1. はじめに
はじめまして、Sreake事業部インターン生の井上です。私はSreake事業部にてSRE技術の調査と研究を行う目的で2023年3月6日から長期インターン生として参加しています。
本記事では、社内チャットツール(Slack)で動作するh1-slack-bot(記事 ChatGPT × Slack = ChatOpsを実現する「h1-slack-bot」の紹介) をアップデートして、巷で話題のGemini Proも利用できるようになりました。
2. ChatOpsとh1-slack-bot
ChatOpsは、開発者と運用チームがコミュニケーションツール(この場合はSlack)を介して、作業を自動化し、効率化するアプローチです。h1-slack-botはこの分野で重要な役割を果たし、さまざまな言語モデル(LLM)を統合して、ユーザーがSlack上で直接インタラクションできるようにしています。現在、OpenAIのGPT-4、Google CloudのPaLM2(text-bison)、Amazon BedrockのAnthropic Claudeが利用できます。ここで、現在のh1-slack-botのアーキテクチャ図は以下のようになっています。
3. アップデート内容
この分野の最新の進展として、2023年12月14日にGoogle Cloudが、Gemini Proという新しい言語モデルをリリースしました。以下は公式の概要説明です。
概要
Gemini Pro は、言語を理解して生成する Gemini 大規模言語モデルの名前です。これは、要約、指示のフォロー、コンテンツ生成、センチメント分析、エンティティ抽出、分類などのさまざまな自然言語タスクで適切に実行される基礎モデルです。Gemini Pro が作成できるコンテンツの種類には、文書の要約、質問への回答、コンテンツを分類するラベルなど。
コードの理解と生成の場合でも、シングルターンのプロンプトと応答を使用して Gemini Pro と対話したり、複数ターンの継続的な会話でチャットしたりすることができます。

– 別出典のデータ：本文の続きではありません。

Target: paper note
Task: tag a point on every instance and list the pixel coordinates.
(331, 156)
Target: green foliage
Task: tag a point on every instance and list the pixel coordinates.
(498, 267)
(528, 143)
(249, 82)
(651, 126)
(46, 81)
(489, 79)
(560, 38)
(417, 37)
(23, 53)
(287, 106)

Gemini でマルチモーダルなエクスペリエンスを得るには、Gemini Pro Visionモデルを使用してください。
ユースケース
- 要約:元のテキストから関連情報を組み込んだ文書の短いバージョンを作成します。たとえば、教科書の章を要約したり、長いテキストから製品の説明を作成したりできます。
- 質問への回答:質問に対する回答をテキストで提供します。たとえば、ナレッジ ベースのコンテンツからよくある質問 (FAQ) ドキュメントの作成を自動化します。
- 分類:提供されたテキストを説明するラベルを割り当てます。たとえば、テキストのブロックが文法的に正しいかどうかを説明するラベルを適用します。
- 感情分析:これは、テキストの感情を識別する分類形式です。感情はテキストに適用されるラベルに変換されます。たとえば、テキストの感情は、肯定的または否定的などの極性である場合や、怒りまたは幸福などの感情である場合があります。
- エンティティ抽出:テキストから情報の一部を抽出します。たとえば、記事のテキストから映画の名前を抽出します。
- コンテンツ作成:一連の要件と背景を指定してテキストを生成します。たとえば、特定のトーンを使用して、特定のコンテキストの下で電子メールの下書きを作成します。
h1-slack-botが現在のLLMラインナップにgemini-proを組み込むことで、さらに高度な会話型AI機能をユーザーに提供できるようになります。公式側でサンプルコードも公開されているため、h1-slack-botへの組み込み自体は簡単です。
from vertexai.preview.generative_models import GenerativeModel
def get_chat_response(message):
model = GenerativeModel("gemini-pro")
chat = model.start_chat()
response = chat.send_message(message)
return response.text
print(get_chat_response("Hello"))
print(get_chat_response("What are all the colors in a rainbow?"))
print(get_chat_response("Why does it appear when it rains?"))
4. 実装結果
Gemini Pro公開当日(2023年12月14日)に、h1-slack-botからGemini-Proが利用できるようになりました。
5. 所感
以下はサクッと比較した物と私の感想です。 解答性能はGPT-4と比較しても同水準に見受けられます。 2023年12月時点かつ主観的な感想ですが、レスポンス測度はGemini-Proの方が速いです。
Gemini-Pro
GPT-4
コスト面について言えば、GPT-4より遥かに安価です。 また、Gemini-Proは現時点でVertex AIのPaLM2と同じ価格設定です。
- Gemini-Pro
入力 $0.0010 / 1K characters
出力 $0.0010 / 1K characters
※ 1 token = 4 characters と仮定
入力 $0.004 / 1K token
出力 $0.004 / 1K token - GPT-4
入力 $0.01 / 1K tokens
出力 $0.03 / 1K tokens
軽く使ってみた感じと、コスト面も考慮するとGemini-Pro良さそうです。
5. おわりに
h1-slack-botへのGoogle Cloudのgemini-proの統合は、ChatOpsの能力を大きく拡張すると期待できます。引き続きh1-slack-botの開発やLLMの検証を続けたいと思います。